Amid an increasingly fraught Chinese e-commerce market, Amazon announced that it will no longer operate its third-party marketplace and will stop seller services on its Chinese website starting July 18.
Amazon has been talking with Kaola, the e-commerce subsidiary of Chinese gaming company NetEase, about merging its China business. The Wall Street Journal suggests that the partnership between Amazon and Kaola could give “leading global brands” confidence to operate on NetEase platforms, which weathered reports of selling counterfeit items.
When Amazon first entered China in 2004, it was the largest online vendor for books, music and videos; now, it operates mainly as a marketplace where Chinese consumers can obtain foreign products. In the fourth quarter of 2018, Amazon only made up 6 percent of market share in cross-border e-commerce, compared to Kaola’s 25 percent and Alibaba’s 32 percent.

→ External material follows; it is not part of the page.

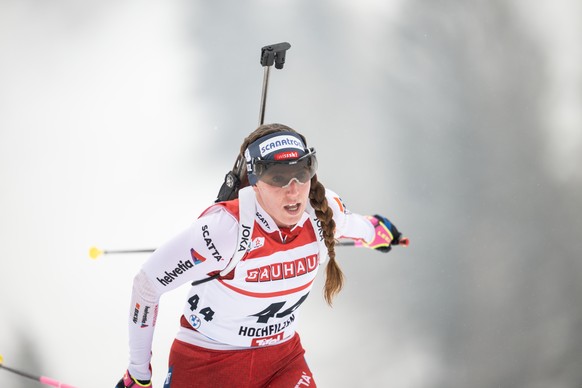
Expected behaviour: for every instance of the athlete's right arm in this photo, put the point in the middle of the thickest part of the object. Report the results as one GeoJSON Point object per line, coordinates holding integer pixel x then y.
{"type": "Point", "coordinates": [205, 247]}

Instead, Amazon is now focusing on promoting its cloud services in China. Amazon Web Services (AWS), the company’s cloud computing unit, opened a data center in Hong Kong, making that its eighth location in the Asia Pacific and China region. The new Hong Kong location would allow AWS to compete more directly with Alibaba, which currently comprises 43 percent of China’s cloud infrastructure services, compared to AWS’s 6 percent reported in the first half of 2018.
After the latest round of U.S.-China trade talks, the U.S. trade delegation accused China of reneging on almost all trade commitments. President Trump subsequently raised tariffs on $200 billion worth of Chinese goods up to 25 percent. Trump also threatened to place tariffs of up to 25 percent on an additional $300 billion worth of Chinese imports, which includes everything from handbags and sneakers, to parts for rifles. The Office of the United States Trade Representatives received a list of the targeted products, which the public will be allowed to comment on. In retaliation, China increased its tariffs on $60 billion worth of American goods, such as alcohol and liquefied natural gas, from 10 percent to 20 or 25 percent. Despite the escalation of the trade war, Trump still claims that U.S.-China trade talks are going well and that this is just “a little squabble.”
Trump believes that the tariffs will shift production back to the United States, despite warnings from his top economists that tariffs would hurt both sides. Trump also stated he would take steps to support those hurt by China’s tariffs and pledged $15 billion in aid to American farmers. However, economists and industry organizations believe that these measures will only cause prices to increase for consumers.
China’s State Administration of Press and Publication has set new video game guidelines and regulations. Although China resumed approving new game licenses and monetization, they also introduced new limits on the number of games that will be allowed to market per year, as well as restrictions on video game content.
Gambling games like poker and mahjong will no longer be approved, along with some games that take inspiration from imperial China. Officials will also no longer allow any depiction of blood or corpses. TechCrunch reports that while larger companies should not be too affected, smaller publishers are likely to be wiped out from competition.
Vice Studios has signed a deal with Chinese video game giant Tencent’s streaming service, Tencent Video. Vice will produce an eight-part series that will explore “hype culture” around the world. The series is geared toward Chinese audiences, particularly Chinese youth, and will be hosted in Chinese.
Vice Studios launched their China strategy in 2010 and started producing streaming series specifically geared toward Chinese audiences, such as “Young Chinese” and “Trap in Southwest China,” the latter of which documents the rise of rap music in China. Both series have received tens of millions of views.
Despite being blacklisted in the United States, Huawei has now overtaken Apple to become the world’s second-largest smartphone maker. Bloomberg reports that Huawei’s shipments grew by 50 percent from the previous year, and it was the only company among the top four smartphone makers to “expand volumes” despite an overall market decline.
Huawei’s first quarter revenue was up 39 percent. The company says it signed 40 contracts for its 5G technology and has become the “dominant supplier” to many 5G networks, which is expected to roll out to many markets this year. Although the United States has campaigned for its allies to similarly ban Huawei tech, Bloomberg reports that nations that make up about 40 percent of the world’s gross domestic product are either embracing Huawei technology, or do not plan to fully ban it.
Additionally, Huawei is now the world’s fourth-largest spender on research and development, having spent $15.3 billion in 2018 (Amazon was the number one spender, at $28.8 billion). Comparatively, Apple spent $14.2 billion last year.